March 5, 2026Open Access

Coq4 deficiency induces placental vascular development defects through FSP1/CoQ10 axis-mediated endothelial ferroptosis

Key Points

This research aims to investigate how the deficiency of Coq4 affects placental development through the FSP1/CoQ10 pathway and endothelial ferroptosis.
Generated Coq4 +/− mice using CRISPR-Cas9 for genome editing.
Conducted genotyping via Polymerase Chain Reaction (PCR) on offspring.
Collected placental tissues at E9.5 for histology and immunofluorescence analysis.
Performed lentivirus-mediated Coq4 knockdown in human umbilical vein endothelial cells (HUVECs) and RNA sequencing for gene expression analysis.
Validated key pathway proteins using Western blotting.
Coq4 −/− embryos faced embryonic lethality with placentas showing vascular rarefaction.
Increased expression of ferroptosis-related genes ACSL4 and FTH1 was noted, while FSP1 levels decreased.
No changes in GPX4 levels were observed.
FSP1 overexpression or CoQ10 supplementation alone alleviated ferroptosis partially, while the combination had a greater effect.

Abstract

Introduction Coenzyme Q10 (CoQ10), a critical electron carrier in mitochondrial respiratory chains, is essential for cellular energy metabolism. Ubiquinone biosynthesis protein 4 homolog (Coq4), a rate-limiting enzyme in CoQ10 biosynthesis, is indispensable for embryonic development. However, the mechanisms underlying Coq4 deficiency-induced developmental defects remain elusive. Emerging evidence highlights the FSP1/CoQ10 axis as a central regulator of lipid peroxidation and ferroptosis, a non-apoptotic cell death mechanism implicated in placental vascular dysgenesis and trophoblast dysfunction. This study aims to elucidate the molecular mechanisms by which Coq4 deficiency disrupts placental development, with a focus on the interplay between the FSP1/CoQ10 axis and endothelial ferroptosis. Methods Coq4 +/− mice were generated via CRISPR-Cas9-mediated genome editing. Offspring were genotyped by Polymerase Chain Reaction (PCR), and placental tissues were collected at E9.5 for histological analysis and immunofluorescence. Lentivirus-mediated Coq4 knockdown in human umbilical vein endothelial cells (HUVECs) was combined with RNA sequencing (RNA-seq) to identify differentially expressed genes. Key pathway proteins were validated by Western blotting. Results Coq4 −/− embryos exhibited embryonic lethality and the placentas showed vascular rarefaction and impaired trophoblast invasion.
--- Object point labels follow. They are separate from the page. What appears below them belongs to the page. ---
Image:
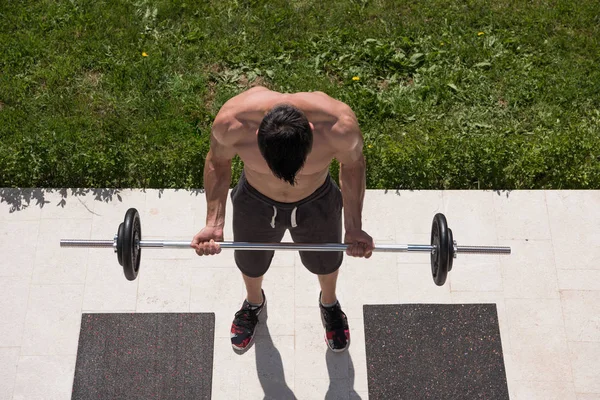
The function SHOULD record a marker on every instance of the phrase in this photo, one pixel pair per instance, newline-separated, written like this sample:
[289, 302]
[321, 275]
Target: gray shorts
[315, 219]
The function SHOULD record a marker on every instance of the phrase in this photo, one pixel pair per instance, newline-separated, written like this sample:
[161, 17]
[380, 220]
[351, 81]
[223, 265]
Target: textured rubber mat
[434, 351]
[145, 356]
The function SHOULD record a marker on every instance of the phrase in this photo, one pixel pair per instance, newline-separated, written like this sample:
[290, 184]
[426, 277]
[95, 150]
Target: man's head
[285, 140]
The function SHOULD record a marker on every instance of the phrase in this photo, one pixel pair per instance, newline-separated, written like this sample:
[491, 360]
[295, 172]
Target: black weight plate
[120, 244]
[132, 234]
[450, 249]
[439, 239]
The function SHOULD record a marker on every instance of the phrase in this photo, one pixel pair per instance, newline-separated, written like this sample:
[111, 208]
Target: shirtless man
[287, 142]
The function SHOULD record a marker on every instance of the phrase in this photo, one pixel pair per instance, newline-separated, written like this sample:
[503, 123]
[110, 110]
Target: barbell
[128, 245]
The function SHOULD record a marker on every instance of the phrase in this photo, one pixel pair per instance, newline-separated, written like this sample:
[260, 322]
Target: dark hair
[284, 140]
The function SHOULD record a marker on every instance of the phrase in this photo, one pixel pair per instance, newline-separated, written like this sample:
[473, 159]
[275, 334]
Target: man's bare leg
[328, 285]
[253, 288]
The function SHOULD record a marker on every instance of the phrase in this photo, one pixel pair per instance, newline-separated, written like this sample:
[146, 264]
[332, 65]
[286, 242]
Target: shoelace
[246, 318]
[334, 318]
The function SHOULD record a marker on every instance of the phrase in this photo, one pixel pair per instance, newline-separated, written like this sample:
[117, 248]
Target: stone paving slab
[546, 292]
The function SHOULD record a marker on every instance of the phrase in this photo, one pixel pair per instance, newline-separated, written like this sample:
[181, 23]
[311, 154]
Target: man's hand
[205, 241]
[361, 244]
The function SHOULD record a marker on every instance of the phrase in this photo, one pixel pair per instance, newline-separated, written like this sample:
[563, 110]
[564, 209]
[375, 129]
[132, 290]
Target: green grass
[452, 94]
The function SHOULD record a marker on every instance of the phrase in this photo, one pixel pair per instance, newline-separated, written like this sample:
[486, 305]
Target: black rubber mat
[434, 351]
[145, 356]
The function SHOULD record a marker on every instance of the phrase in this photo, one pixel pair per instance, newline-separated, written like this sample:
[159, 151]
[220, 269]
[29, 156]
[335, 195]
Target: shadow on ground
[269, 368]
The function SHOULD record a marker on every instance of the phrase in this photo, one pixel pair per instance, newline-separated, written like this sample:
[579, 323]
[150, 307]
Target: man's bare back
[335, 134]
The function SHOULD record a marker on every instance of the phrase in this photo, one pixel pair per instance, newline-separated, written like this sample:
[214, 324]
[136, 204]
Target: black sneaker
[337, 332]
[244, 324]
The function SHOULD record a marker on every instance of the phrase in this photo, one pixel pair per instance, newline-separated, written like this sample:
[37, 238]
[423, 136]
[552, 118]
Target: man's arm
[217, 170]
[348, 144]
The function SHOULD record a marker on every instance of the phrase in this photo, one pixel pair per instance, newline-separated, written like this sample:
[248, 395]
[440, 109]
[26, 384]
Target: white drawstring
[273, 219]
[294, 217]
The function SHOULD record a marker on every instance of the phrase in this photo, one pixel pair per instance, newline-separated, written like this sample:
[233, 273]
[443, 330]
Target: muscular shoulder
[345, 135]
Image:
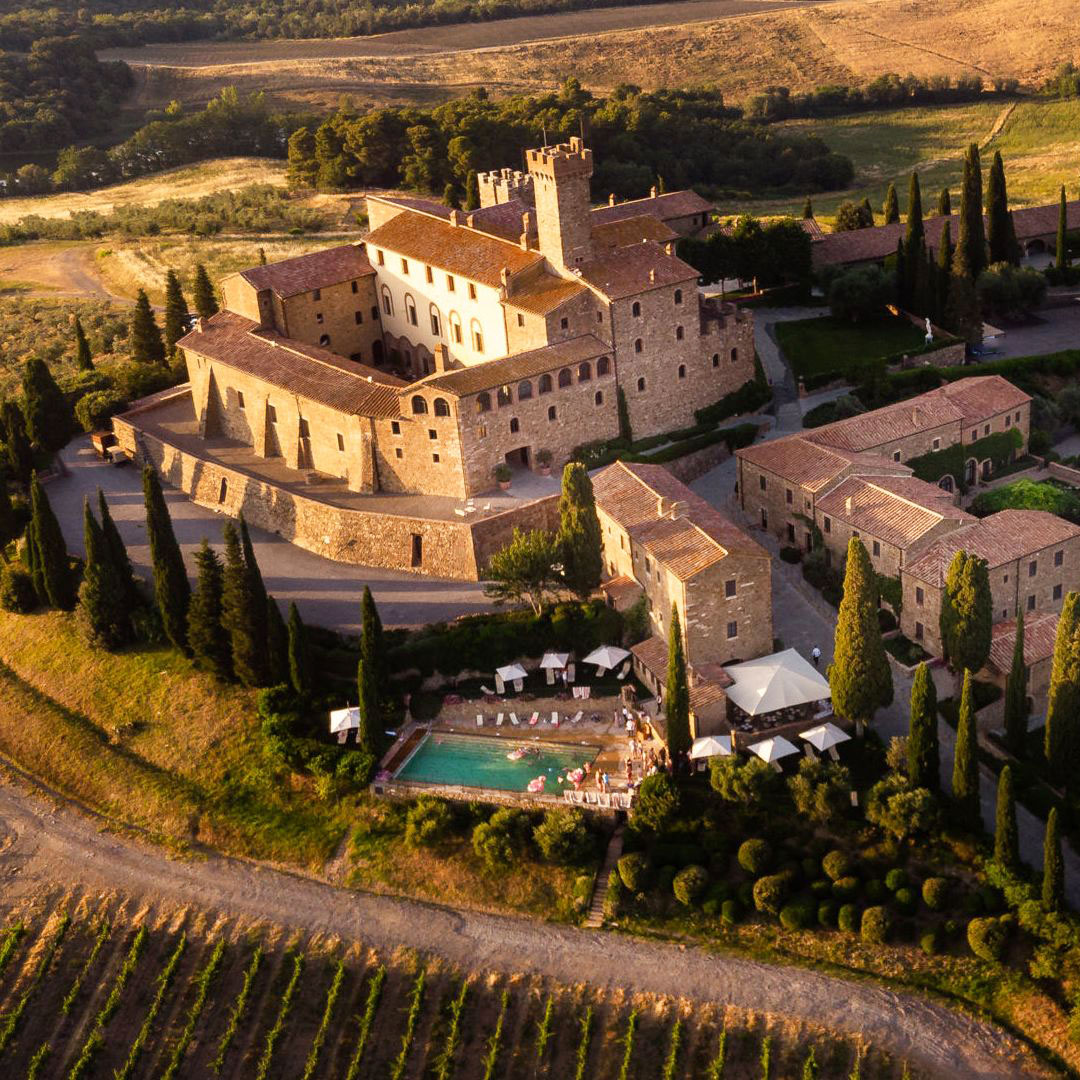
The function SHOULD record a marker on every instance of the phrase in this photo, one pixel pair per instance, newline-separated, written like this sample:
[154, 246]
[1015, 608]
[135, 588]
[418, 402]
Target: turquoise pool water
[481, 761]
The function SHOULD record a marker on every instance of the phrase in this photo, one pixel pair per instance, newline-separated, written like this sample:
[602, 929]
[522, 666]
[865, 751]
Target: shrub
[771, 891]
[935, 893]
[634, 871]
[689, 885]
[562, 837]
[755, 856]
[836, 865]
[427, 822]
[986, 937]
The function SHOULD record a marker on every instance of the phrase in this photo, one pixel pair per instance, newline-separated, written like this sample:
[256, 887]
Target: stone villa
[360, 400]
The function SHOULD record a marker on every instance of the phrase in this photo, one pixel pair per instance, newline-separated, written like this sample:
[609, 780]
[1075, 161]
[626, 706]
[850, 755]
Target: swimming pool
[482, 761]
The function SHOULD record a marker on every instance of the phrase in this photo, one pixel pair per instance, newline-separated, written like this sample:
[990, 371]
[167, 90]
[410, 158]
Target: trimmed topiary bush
[875, 926]
[755, 856]
[935, 893]
[689, 885]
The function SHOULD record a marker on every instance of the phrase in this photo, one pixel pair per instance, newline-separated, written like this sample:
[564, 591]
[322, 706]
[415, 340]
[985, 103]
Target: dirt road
[44, 847]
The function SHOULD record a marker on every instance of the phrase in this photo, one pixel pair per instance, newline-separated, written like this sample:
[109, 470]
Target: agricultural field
[93, 986]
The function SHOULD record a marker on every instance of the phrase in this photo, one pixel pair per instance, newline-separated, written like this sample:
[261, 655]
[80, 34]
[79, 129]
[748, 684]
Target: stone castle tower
[561, 176]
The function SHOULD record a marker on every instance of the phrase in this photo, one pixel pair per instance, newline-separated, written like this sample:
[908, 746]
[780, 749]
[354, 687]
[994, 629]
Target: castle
[419, 365]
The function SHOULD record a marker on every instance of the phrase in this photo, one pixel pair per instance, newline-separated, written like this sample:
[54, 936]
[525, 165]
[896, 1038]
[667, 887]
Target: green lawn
[815, 347]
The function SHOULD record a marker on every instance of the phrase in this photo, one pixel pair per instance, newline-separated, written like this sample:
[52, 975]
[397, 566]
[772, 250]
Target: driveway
[326, 593]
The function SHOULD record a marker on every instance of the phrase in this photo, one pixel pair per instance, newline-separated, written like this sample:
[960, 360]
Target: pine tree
[1053, 865]
[207, 638]
[970, 258]
[49, 418]
[83, 360]
[1062, 259]
[966, 759]
[859, 677]
[1006, 839]
[923, 757]
[677, 691]
[967, 613]
[57, 579]
[145, 337]
[176, 312]
[1063, 703]
[998, 226]
[299, 661]
[103, 607]
[891, 205]
[202, 293]
[171, 588]
[1016, 707]
[581, 548]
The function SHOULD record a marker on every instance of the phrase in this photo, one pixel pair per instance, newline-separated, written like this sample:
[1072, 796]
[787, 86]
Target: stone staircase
[595, 918]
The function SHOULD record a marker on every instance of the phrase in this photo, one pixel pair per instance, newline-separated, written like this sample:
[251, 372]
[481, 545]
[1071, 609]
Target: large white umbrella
[606, 656]
[345, 719]
[777, 682]
[711, 746]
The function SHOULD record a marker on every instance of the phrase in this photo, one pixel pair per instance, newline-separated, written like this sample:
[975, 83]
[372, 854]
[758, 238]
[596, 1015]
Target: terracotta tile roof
[306, 272]
[1040, 630]
[635, 269]
[899, 513]
[1001, 538]
[315, 374]
[631, 230]
[665, 207]
[544, 294]
[458, 250]
[522, 365]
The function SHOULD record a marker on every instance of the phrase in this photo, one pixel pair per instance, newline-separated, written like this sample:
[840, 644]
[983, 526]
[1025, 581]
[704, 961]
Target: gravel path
[43, 846]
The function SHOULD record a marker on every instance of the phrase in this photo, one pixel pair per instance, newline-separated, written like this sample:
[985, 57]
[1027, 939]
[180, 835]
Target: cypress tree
[966, 759]
[171, 588]
[677, 692]
[207, 637]
[104, 610]
[923, 757]
[1016, 711]
[859, 677]
[580, 544]
[176, 312]
[49, 418]
[57, 579]
[202, 293]
[83, 359]
[299, 662]
[970, 258]
[1063, 704]
[1062, 260]
[998, 225]
[967, 615]
[1053, 865]
[891, 205]
[1006, 839]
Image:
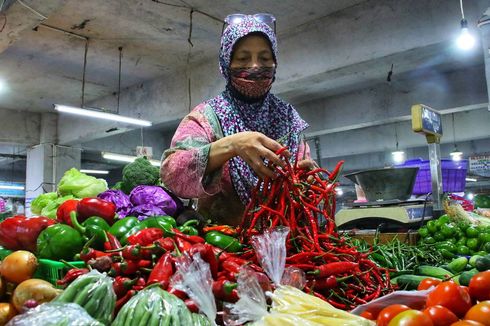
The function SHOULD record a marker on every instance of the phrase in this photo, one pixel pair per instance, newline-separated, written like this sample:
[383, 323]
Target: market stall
[119, 257]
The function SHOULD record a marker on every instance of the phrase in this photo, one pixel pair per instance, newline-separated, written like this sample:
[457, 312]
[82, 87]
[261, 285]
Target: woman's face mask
[252, 82]
[252, 67]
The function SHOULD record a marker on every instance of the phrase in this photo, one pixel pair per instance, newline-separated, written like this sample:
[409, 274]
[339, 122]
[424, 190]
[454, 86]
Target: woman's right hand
[253, 147]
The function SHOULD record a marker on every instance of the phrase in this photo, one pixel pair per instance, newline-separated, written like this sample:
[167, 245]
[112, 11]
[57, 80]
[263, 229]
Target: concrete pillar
[484, 24]
[48, 161]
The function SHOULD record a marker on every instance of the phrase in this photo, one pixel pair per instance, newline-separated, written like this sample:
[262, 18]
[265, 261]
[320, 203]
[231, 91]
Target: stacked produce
[337, 272]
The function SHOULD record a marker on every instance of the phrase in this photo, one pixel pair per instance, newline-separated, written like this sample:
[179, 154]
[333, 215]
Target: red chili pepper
[225, 290]
[71, 275]
[162, 271]
[20, 233]
[167, 244]
[112, 243]
[335, 268]
[191, 305]
[146, 237]
[207, 254]
[120, 302]
[183, 245]
[64, 210]
[190, 238]
[122, 285]
[225, 229]
[88, 207]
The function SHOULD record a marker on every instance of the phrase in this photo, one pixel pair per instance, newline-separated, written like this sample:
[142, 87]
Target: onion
[33, 289]
[18, 266]
[7, 312]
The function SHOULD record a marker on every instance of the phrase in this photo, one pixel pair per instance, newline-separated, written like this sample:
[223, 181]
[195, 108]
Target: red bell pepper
[20, 233]
[64, 210]
[88, 207]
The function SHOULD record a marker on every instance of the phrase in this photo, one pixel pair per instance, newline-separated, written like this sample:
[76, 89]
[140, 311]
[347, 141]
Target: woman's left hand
[308, 164]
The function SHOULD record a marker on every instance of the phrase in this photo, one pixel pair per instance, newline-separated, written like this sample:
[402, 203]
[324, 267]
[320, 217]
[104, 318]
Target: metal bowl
[385, 184]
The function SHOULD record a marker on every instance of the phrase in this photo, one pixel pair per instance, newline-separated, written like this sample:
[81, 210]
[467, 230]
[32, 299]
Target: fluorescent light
[398, 156]
[12, 187]
[101, 115]
[94, 171]
[456, 155]
[125, 158]
[465, 41]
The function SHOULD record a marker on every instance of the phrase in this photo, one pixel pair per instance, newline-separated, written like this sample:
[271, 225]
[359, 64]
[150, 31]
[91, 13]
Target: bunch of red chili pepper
[304, 200]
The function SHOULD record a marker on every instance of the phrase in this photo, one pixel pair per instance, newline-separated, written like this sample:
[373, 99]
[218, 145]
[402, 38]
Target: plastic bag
[409, 298]
[270, 248]
[252, 304]
[80, 185]
[55, 313]
[94, 292]
[154, 306]
[193, 277]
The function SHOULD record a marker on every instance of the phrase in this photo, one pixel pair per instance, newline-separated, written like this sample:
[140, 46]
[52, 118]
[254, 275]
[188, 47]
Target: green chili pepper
[190, 230]
[160, 222]
[59, 241]
[223, 241]
[93, 227]
[123, 226]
Transcriptomic profiling and Western blotting identified upregulated ferroptosis-related genes including acyl-CoA synthase long-chain family member 4 (ACSL4), ferritin heavy chain 1(FTH1) and downregulated Ferroptosis Suppressor Protein 1(FSP1), but without changes observed on the glutathione peroxidase 4 (GPX4). FSP1 overexpression or CoQ10 supplementation alone partially alleviates ferroptosis whereas combined intervention more effectively improves it. Discussion This study demonstrates that Coq4 deficiency induces endothelial ferroptosis via disrupting the FSP1-CoQ10 antioxidant axis, and may also provide new insights into the pathogenesis of pregnancy complications caused by placental dysfunction and iron-related vascular diseases, while offering novel approaches for exploring potential therapeutic targets.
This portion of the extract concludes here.